The password for the certificate provided to the --client-cert flag, when using this flag, the certificate/key pair is expected to be in the PKCS#12 format. See the CERTIFICATE AUTHENTICATION section for more information.

--client-key <path>

The path to the client private key whose public key is contained in the certificate provided to the --client-cert flag. May be supplied with --client-cert as an alternative to the --username and --password flags. See the CERTIFICATE AUTHENTICATION section for more information.

--client-key-password <password>

The password for the key provided to the --client-key flag, when using this flag, the key is expected to be in the PKCS#8 format. See the CERTIFICATE AUTHENTICATION section for more information.

--no-ssl-verify

Skips the SSL verification phase. Specifying this flag will allow a connection using SSL encryption, but will not verify the identity of the server you connect to. You are vulnerable to a man-in-the-middle attack if you use this flag. Either this flag or the --cacert flag must be specified when using an SSL encrypted connection.

--cacert <cert_path>

Specifies a CA certificate that will be used to verify the identity of the server being connecting to. Either this flag or the --no-ssl-verify flag must be specified when using an SSL encrypted connection.

-r,--repo <repo>

The name of a backup repository in an archive (only required when 'sink' is archive).

-s,--sink <sink>

The sink to send generated documents to (valid options are 'archive', 'blackhole' and 'couchbase')

-P,--prefix <prefix>

An optional prefix that will be prepended to generated keys.

-s,--size <size>

The size of generated binary documents in bytes.

-j,--json

Generated JSON formatted documents instead of binary documents.

--json-fields <num_fields>

The number of JSON fields to generate.

--json-value-size <value_size>

The size in bytes of the generated JSON values.

--low-compression

Generate document values/xattr value which are difficult to compress.

--xattrs

Generate extended attributes.

--xattr-fields <num_fields>

The number of fields to generate in the xattrs.

--xattr-value-size <value_size>

The size in bytes of the generated xattr values (hard coded limit of 2 bytes).

--compress

Force compression at the "gocbcore" level (default is uncompressed).

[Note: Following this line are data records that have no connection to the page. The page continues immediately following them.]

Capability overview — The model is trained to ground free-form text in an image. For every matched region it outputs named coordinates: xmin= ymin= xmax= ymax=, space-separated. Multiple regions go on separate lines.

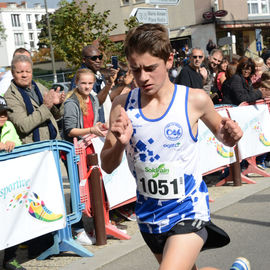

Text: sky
xmin=0 ymin=0 xmax=70 ymax=8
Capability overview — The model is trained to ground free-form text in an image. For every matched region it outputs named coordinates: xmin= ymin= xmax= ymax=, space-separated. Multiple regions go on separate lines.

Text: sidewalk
xmin=0 ymin=174 xmax=270 ymax=270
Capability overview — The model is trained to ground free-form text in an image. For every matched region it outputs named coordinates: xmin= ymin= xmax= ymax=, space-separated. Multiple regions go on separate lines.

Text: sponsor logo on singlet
xmin=164 ymin=122 xmax=183 ymax=141
xmin=144 ymin=164 xmax=170 ymax=178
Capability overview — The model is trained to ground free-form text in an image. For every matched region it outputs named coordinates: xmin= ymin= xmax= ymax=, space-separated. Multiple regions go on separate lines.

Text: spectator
xmin=70 ymin=45 xmax=118 ymax=123
xmin=175 ymin=48 xmax=204 ymax=88
xmin=201 ymin=49 xmax=223 ymax=96
xmin=64 ymin=68 xmax=104 ymax=142
xmin=221 ymin=61 xmax=238 ymax=104
xmin=101 ymin=24 xmax=242 ymax=269
xmin=223 ymin=58 xmax=266 ymax=105
xmin=182 ymin=44 xmax=191 ymax=65
xmin=256 ymin=71 xmax=270 ymax=170
xmin=0 ymin=48 xmax=31 ymax=96
xmin=0 ymin=97 xmax=25 ymax=270
xmin=206 ymin=39 xmax=217 ymax=55
xmin=251 ymin=57 xmax=266 ymax=89
xmin=5 ymin=55 xmax=65 ymax=144
xmin=263 ymin=51 xmax=270 ymax=70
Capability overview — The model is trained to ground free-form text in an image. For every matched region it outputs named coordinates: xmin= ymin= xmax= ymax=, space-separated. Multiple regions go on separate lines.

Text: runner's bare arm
xmin=190 ymin=89 xmax=243 ymax=147
xmin=100 ymin=95 xmax=133 ymax=173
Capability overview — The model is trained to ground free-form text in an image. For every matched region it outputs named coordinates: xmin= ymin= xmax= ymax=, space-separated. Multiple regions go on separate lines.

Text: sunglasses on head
xmin=192 ymin=55 xmax=203 ymax=59
xmin=85 ymin=54 xmax=103 ymax=61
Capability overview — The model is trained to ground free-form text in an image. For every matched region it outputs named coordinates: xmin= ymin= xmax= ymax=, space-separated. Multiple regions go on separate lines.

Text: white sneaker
xmin=75 ymin=231 xmax=96 ymax=246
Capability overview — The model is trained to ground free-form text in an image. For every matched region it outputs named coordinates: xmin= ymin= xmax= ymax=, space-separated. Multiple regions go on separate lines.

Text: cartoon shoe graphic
xmin=28 ymin=200 xmax=63 ymax=222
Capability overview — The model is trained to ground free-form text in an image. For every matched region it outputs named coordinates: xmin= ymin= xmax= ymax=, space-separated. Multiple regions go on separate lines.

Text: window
xmin=14 ymin=33 xmax=24 ymax=46
xmin=11 ymin=14 xmax=21 ymax=27
xmin=214 ymin=0 xmax=219 ymax=11
xmin=30 ymin=41 xmax=35 ymax=49
xmin=247 ymin=0 xmax=270 ymax=15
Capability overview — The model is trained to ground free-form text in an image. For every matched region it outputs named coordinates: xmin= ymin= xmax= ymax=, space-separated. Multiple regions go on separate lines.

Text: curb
xmin=60 ymin=177 xmax=270 ymax=270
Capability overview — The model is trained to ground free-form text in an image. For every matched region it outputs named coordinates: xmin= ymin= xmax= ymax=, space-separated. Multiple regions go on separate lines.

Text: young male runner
xmin=101 ymin=24 xmax=243 ymax=270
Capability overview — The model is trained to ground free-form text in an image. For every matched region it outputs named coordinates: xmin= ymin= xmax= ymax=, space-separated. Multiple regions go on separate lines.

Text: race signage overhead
xmin=145 ymin=0 xmax=180 ymax=6
xmin=131 ymin=8 xmax=169 ymax=24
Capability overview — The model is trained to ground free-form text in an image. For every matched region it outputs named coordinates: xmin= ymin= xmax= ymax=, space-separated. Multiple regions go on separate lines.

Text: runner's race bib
xmin=135 ymin=161 xmax=185 ymax=200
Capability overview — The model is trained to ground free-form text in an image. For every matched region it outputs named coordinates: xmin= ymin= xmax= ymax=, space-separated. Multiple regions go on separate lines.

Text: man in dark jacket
xmin=70 ymin=45 xmax=118 ymax=123
xmin=175 ymin=48 xmax=204 ymax=89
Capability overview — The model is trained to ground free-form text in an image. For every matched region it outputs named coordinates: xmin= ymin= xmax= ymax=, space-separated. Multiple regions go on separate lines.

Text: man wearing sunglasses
xmin=175 ymin=48 xmax=204 ymax=89
xmin=203 ymin=49 xmax=223 ymax=96
xmin=70 ymin=45 xmax=118 ymax=123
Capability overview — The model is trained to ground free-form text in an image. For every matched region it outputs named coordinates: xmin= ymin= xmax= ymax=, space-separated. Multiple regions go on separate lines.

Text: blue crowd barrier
xmin=0 ymin=140 xmax=93 ymax=260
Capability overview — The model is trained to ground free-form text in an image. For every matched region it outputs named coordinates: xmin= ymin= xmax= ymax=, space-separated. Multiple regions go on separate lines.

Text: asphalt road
xmin=93 ymin=188 xmax=270 ymax=270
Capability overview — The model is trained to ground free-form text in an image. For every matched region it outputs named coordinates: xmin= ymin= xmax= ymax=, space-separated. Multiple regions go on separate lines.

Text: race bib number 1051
xmin=136 ymin=162 xmax=185 ymax=200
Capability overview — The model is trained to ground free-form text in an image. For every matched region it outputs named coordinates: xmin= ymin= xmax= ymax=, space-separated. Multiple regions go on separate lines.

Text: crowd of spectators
xmin=0 ymin=35 xmax=270 ymax=270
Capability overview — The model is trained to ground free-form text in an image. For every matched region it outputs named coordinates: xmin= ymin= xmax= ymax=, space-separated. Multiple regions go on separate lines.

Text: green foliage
xmin=0 ymin=22 xmax=7 ymax=41
xmin=124 ymin=16 xmax=142 ymax=31
xmin=39 ymin=0 xmax=119 ymax=68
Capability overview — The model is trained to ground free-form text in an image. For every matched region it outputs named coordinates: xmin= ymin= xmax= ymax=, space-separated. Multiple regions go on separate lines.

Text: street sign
xmin=145 ymin=0 xmax=181 ymax=6
xmin=131 ymin=8 xmax=169 ymax=24
xmin=256 ymin=41 xmax=262 ymax=52
xmin=255 ymin=29 xmax=262 ymax=42
xmin=203 ymin=11 xmax=214 ymax=20
xmin=218 ymin=37 xmax=233 ymax=46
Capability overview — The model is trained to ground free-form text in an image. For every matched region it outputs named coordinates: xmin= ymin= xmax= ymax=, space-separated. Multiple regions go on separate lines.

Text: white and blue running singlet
xmin=125 ymin=85 xmax=210 ymax=233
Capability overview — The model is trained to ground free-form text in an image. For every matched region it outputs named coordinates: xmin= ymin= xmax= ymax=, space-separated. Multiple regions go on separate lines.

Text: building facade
xmin=0 ymin=1 xmax=54 ymax=67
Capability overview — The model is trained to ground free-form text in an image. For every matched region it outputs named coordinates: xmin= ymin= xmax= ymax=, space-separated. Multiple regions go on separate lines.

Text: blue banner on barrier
xmin=0 ymin=140 xmax=93 ymax=260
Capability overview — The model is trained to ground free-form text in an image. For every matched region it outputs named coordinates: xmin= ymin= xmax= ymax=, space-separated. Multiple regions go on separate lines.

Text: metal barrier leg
xmin=37 ymin=225 xmax=93 ymax=260
xmin=242 ymin=157 xmax=270 ymax=177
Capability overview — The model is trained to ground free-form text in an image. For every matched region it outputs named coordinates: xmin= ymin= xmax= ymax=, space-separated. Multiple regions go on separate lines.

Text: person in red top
xmin=63 ymin=69 xmax=107 ymax=245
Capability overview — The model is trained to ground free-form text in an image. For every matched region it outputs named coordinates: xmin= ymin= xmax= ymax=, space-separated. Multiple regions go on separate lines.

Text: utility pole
xmin=44 ymin=0 xmax=57 ymax=83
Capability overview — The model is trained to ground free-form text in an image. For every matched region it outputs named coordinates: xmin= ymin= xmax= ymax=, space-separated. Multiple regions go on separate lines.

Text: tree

-t,--threads <thread_count>

The amount of worker threads to created for document generation.

--resume

If you previously canceled a backup/generate test there will be a backup directory remaining; continue generating to the same backup.

--purge

If you previously canceled a backup/generate test there will be a backup directory remaining; remove it before continuing.

--shard-count <shard_count>

The number of shards to create when generating to an archive. This option is silently ignored when generating to the 'couchbase' or 'blackhole' sinks.

--no-progress-bar

By default, a progress bar is printed to stdout so that the user can see how long the generation is expected to take, the amount of data that is being transferred per second, and the amount of data that has been generated. Specifying this flag disables the progress bar and is useful when running automated jobs.

HOST FORMATS

When specifying a host/cluster for a command using the -c/--cluster flag, the following formats are accepted:

  • <addr>:<port>

  • http://<addr>:<port>

  • https://<addr>:<port>

  • couchbase://<addr>:<port>

  • couchbases://<addr>:<port>

  • couchbase://<srv>

  • couchbases://<srv>

  • <addr>:<port>,<addr>:<port>

  • <scheme>://<addr>:<port>,<addr>:<port>

The <port> portion of the host format may be omitted, in which case the default port will be used for the scheme provided. For example, http:// and couchbase:// will both default to 8091 where https:// and couchbases:// will default to 18091. When connecting to a host/cluster using a non-default port, the <port> portion of the host format must be specified.

Connection Strings (Multiple nodes)

The -c/--cluster flag accepts multiple nodes in the format of a connection string; this is a comma separated list of <addr>:<port> strings where <scheme> only needs to be specified once. The main advantage of supplying multiple hosts is that in the event of a failure, the next host in the list will be used.

For example, all of the following are valid connection strings:

  • localhost,[::1]

  • 10.0.0.1,10.0.0.2

  • http://10.0.0.1,10.0.0.2

  • https://10.0.0.1:12345,10.0.0.2

  • couchbase://10.0.0.1,10.0.0.2

  • couchbases://10.0.0.1:12345,10.0.0.2:12345

SRV Records

The -c/--cluster flag accepts DNS SRV records in place of a host/cluster address where the SRV record will be resolved into a valid connection string. There are a couple of rules which must be followed when supplying an SRV record which are as follows:

  • The <scheme> portion must be either couchbase:// or couchbases://

  • The <srv> portion should be a hostname with no port

  • The <srv> portion must not be a valid IP address

For example, all of the following are valid connection string using an SRV record:

  • couchbase://hostname

  • couchbases://hostname

Alternate Addressing (CAO/K8S)

Users of the CAO (Couchbase Autonomous Operator) or K8S may need to supply the network=external query parameter to force connection via the defined alternate addressing.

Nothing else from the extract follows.